SITUATION 1: ESTIMATING OUTCOME INCIDENCE RATES AND THEIR RATIOS ACCORDING TO SPECIFIC FOLLOW-UP TIME PERIODS

Nonparametric, parametric, and semiparametric perspectives for estimating rates and rate ratios

When conducting survival analyses in cohort studies, researchers often estimate outcome incidence rates in ≥2 groups and rate ratio(s) between them, with or without adjustment for potential confounders. To illustrate this case, we can use the publicly available Gehan survival dataset, by Gehan et al, as an example (Figure 1A).1 Briefly, the data table consists of 42 rows for 42 patients with leukemia, comprising 21 and 21 patients who did and did not receive mercaptopurine treatment as an exposure of interest (recorded in the “group” column, where 1 indicates unexposed and 2 indicates exposed), who were followed from weeks 0–35 (“week”), of which 30 patients exhibited leukemia relapse as an outcome of interest (recorded in the “relapse” column, where 0 indicates censoring before the occurrence of the outcome and 1 indicates the outcome observed during the follow-up period). Patient identification numbers (ie, the “id” column) were arbitrarily added by us.

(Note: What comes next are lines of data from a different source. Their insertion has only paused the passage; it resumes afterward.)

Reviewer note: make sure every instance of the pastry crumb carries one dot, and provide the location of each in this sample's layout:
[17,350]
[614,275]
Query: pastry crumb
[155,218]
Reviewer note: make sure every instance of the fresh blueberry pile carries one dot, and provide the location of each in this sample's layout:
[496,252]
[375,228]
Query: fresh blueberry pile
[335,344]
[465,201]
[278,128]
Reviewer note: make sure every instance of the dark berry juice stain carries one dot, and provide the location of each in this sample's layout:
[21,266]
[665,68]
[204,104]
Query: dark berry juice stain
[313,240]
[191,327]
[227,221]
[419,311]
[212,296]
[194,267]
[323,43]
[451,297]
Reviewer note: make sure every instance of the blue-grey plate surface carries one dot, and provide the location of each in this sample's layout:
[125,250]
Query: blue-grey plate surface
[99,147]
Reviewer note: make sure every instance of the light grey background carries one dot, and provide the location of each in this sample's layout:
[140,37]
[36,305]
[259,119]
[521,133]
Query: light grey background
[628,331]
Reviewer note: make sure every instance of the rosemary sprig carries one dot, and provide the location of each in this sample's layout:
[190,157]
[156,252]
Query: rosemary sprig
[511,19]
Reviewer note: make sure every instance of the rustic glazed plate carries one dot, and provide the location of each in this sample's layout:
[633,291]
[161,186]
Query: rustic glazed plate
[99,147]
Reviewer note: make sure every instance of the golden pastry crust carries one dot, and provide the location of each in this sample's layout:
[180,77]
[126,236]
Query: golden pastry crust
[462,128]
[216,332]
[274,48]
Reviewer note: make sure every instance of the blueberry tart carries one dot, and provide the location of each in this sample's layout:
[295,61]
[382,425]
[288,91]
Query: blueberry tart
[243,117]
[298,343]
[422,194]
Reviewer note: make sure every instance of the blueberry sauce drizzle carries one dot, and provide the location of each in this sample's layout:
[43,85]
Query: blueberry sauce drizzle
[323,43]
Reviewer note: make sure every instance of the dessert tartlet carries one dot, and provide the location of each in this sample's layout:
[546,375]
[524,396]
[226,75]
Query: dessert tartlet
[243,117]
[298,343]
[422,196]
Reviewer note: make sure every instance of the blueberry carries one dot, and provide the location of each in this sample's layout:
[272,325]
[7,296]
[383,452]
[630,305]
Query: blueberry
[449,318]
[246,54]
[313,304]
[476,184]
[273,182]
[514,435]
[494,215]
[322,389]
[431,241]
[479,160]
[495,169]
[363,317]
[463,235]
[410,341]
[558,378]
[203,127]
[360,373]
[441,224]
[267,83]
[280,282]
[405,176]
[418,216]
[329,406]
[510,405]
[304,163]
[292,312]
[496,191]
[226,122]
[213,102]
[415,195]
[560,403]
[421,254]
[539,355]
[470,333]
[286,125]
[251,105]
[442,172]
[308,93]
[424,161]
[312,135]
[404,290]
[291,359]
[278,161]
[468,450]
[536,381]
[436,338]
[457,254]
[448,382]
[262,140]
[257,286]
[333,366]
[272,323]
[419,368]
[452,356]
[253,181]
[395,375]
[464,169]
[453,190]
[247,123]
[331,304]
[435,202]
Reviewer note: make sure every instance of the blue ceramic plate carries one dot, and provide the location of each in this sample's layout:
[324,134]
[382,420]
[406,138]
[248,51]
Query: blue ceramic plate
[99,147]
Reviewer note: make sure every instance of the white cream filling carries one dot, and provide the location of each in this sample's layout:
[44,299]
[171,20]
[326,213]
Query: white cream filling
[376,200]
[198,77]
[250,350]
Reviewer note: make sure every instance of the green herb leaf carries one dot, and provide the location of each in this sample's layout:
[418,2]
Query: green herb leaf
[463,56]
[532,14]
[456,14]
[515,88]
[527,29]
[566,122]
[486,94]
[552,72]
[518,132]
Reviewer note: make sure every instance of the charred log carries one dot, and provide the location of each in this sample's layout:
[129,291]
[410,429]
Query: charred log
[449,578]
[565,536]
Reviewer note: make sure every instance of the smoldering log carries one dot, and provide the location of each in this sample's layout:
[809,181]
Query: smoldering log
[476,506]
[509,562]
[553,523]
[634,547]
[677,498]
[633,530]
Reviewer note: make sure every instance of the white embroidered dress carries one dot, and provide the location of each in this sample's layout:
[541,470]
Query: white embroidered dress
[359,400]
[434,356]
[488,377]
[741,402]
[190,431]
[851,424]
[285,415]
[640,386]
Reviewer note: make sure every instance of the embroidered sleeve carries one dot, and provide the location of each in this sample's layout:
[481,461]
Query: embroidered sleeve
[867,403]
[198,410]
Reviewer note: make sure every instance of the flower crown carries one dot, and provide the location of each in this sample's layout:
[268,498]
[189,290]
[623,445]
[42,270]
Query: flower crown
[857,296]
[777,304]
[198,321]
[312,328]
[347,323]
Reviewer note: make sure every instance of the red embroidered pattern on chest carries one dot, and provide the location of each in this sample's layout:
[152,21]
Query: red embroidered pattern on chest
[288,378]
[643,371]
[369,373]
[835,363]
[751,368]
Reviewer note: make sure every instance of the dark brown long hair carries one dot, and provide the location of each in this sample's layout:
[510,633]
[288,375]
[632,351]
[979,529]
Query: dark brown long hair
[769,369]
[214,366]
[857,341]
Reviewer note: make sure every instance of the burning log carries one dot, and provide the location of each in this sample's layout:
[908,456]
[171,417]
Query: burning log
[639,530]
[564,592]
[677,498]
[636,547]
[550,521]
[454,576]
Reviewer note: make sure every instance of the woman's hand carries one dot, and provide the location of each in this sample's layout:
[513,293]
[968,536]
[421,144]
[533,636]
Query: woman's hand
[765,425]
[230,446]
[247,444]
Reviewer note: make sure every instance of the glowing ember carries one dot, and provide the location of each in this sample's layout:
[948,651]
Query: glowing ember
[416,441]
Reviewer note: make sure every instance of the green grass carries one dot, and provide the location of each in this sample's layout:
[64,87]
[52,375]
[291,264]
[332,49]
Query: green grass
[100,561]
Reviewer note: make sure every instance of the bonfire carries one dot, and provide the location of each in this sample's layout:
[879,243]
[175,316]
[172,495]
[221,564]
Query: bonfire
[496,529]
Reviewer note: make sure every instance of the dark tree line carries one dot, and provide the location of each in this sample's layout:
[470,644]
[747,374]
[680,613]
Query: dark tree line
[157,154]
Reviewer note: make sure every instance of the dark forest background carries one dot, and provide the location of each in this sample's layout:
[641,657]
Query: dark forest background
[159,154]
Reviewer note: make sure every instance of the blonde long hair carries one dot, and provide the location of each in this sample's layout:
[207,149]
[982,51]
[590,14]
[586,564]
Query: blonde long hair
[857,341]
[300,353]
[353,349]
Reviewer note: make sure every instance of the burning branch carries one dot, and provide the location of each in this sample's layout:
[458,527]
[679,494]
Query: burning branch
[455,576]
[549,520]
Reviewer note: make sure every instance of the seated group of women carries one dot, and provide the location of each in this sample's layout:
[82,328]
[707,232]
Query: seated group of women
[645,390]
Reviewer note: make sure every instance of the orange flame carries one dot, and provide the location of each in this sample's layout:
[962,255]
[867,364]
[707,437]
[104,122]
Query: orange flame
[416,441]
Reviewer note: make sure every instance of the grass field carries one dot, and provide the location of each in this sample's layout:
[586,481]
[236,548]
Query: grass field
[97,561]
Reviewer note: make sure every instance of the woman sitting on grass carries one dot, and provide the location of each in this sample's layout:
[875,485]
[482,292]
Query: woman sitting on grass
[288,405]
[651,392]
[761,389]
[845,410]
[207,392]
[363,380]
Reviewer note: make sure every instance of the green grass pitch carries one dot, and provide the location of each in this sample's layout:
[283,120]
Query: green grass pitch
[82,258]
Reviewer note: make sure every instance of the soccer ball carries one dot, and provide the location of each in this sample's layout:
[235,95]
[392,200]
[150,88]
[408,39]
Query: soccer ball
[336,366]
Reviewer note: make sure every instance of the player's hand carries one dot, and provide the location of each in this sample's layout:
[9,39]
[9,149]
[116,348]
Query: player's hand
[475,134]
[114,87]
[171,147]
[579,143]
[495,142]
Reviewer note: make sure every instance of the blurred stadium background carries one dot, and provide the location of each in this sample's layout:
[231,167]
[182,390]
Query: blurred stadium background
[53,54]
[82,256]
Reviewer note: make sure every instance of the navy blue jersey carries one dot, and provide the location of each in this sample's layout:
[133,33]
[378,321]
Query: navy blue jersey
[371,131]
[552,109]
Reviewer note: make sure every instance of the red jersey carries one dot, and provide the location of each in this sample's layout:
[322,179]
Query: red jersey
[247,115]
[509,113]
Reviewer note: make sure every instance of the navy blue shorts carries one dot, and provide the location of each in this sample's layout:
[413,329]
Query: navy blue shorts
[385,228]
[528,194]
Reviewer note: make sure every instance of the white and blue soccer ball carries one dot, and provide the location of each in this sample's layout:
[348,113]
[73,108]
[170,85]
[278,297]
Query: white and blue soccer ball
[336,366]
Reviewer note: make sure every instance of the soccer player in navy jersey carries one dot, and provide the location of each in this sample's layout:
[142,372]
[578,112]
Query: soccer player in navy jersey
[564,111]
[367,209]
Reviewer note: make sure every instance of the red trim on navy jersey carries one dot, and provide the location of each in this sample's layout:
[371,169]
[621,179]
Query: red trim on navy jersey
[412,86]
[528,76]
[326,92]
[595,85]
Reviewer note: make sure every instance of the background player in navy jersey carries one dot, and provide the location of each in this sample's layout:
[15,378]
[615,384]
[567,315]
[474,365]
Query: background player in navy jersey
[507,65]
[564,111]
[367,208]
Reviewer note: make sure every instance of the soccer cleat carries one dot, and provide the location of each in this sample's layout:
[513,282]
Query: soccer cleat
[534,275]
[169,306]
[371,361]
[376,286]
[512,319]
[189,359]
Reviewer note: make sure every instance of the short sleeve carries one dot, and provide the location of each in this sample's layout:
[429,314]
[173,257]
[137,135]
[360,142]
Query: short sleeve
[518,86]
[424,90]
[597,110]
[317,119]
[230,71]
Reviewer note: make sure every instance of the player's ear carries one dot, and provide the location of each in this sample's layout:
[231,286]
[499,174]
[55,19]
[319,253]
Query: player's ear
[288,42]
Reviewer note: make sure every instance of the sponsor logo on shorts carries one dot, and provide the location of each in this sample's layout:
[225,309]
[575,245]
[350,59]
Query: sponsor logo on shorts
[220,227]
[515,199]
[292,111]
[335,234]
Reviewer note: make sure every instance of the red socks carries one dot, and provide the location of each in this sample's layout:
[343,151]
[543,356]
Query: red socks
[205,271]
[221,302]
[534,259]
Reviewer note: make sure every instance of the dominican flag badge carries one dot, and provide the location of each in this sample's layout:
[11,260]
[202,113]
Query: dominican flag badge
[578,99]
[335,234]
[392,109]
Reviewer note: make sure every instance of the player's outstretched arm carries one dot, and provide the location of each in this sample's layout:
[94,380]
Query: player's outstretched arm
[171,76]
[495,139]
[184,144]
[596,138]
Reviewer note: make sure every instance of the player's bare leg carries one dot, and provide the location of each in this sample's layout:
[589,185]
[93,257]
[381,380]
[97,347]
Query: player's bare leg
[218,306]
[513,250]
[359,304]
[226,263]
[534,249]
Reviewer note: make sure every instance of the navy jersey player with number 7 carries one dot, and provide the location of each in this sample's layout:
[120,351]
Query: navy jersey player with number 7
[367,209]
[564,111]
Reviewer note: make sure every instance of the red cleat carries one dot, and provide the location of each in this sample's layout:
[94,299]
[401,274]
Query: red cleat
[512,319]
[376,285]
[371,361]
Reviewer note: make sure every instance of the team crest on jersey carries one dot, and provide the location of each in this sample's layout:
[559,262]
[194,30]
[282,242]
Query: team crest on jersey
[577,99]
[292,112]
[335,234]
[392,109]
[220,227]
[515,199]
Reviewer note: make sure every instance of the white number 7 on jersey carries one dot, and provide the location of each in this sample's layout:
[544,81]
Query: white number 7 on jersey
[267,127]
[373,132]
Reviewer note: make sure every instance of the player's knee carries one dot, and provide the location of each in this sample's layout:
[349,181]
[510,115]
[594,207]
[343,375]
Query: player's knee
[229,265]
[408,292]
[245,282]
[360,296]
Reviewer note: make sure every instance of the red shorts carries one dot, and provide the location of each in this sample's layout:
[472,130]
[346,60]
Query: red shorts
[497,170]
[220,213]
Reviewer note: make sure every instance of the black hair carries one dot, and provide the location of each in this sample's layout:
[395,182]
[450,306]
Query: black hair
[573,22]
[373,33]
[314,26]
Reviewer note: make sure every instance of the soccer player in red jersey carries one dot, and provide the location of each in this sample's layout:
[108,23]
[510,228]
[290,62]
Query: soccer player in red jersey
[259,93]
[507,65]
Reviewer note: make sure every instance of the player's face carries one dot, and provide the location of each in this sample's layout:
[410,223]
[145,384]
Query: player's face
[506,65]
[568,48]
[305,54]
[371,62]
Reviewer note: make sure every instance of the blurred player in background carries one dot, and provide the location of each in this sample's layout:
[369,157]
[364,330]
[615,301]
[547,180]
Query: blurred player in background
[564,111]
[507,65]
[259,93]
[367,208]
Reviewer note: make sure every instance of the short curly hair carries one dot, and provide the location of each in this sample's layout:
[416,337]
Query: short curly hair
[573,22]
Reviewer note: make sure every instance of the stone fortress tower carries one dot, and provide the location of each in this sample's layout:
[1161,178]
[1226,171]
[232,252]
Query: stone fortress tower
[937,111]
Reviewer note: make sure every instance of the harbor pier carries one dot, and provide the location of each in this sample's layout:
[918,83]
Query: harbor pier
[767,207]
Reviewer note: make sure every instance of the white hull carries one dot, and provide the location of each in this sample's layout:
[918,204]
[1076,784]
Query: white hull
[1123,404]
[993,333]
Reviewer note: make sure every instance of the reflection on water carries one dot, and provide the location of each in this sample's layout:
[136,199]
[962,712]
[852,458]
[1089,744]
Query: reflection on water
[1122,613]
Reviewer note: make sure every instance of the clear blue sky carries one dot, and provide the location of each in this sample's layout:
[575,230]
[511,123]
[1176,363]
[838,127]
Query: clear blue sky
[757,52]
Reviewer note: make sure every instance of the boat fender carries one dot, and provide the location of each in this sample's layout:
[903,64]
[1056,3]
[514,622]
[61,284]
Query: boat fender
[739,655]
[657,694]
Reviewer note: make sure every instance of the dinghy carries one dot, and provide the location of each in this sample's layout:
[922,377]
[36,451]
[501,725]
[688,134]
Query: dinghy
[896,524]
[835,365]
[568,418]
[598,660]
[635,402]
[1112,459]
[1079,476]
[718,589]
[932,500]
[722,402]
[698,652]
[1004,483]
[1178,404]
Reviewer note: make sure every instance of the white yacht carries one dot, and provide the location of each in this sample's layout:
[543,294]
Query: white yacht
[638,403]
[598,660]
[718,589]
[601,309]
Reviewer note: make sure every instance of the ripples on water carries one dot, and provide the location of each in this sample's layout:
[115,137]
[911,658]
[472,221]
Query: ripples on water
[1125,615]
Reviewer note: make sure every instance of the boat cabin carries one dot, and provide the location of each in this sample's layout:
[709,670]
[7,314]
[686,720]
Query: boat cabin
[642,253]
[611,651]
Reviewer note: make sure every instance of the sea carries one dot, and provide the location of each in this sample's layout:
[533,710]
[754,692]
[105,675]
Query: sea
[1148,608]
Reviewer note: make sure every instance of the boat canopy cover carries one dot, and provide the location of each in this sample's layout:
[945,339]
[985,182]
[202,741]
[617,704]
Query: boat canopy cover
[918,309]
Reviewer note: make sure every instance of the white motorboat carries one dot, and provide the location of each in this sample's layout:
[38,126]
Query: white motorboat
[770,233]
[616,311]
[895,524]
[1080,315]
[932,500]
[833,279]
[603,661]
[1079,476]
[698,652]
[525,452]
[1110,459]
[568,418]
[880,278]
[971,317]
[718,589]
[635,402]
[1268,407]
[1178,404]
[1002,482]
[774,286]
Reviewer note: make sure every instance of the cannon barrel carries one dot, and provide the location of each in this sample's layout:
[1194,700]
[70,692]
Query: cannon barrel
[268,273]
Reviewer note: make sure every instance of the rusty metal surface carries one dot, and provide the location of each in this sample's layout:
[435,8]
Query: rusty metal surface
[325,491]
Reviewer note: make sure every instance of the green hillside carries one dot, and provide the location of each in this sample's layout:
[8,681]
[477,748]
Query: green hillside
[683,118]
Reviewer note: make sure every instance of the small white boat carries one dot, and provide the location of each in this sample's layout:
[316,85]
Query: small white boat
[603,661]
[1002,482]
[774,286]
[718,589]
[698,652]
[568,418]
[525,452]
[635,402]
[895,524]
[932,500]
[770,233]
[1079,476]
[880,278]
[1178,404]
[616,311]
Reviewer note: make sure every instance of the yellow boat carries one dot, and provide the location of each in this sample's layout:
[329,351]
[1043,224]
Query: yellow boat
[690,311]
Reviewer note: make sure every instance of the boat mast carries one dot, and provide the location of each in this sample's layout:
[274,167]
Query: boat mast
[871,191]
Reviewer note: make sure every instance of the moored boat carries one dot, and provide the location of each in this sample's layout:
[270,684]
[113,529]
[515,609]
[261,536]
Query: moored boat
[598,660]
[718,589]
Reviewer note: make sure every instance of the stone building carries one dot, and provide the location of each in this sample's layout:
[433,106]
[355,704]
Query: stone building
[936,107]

Figure 1. Data tables of original Gehan survival data (A), and datasets split at week 10 (B), and at each week (C). *For the third patient with a follow-up period of 2 weeks, the row is not split in the data table (B) because the follow-up length is ≤10 weeks but is split into two rows within the data table (C). **For the 14th patient with a follow-up period of 11 weeks, the row is split into two rows before and after 10 weeks in the data table (B) and is therefore split into 11 rows in the data table (C).

Figure 1.

The first approach to summarize the survival outcome data is the nonparametric one. The Kaplan–Meier survival curves are shown in Figure 2A, and a log-rank test yielded a P value of <0.001, which suggests that the survival curves differ between the groups within the follow-up period.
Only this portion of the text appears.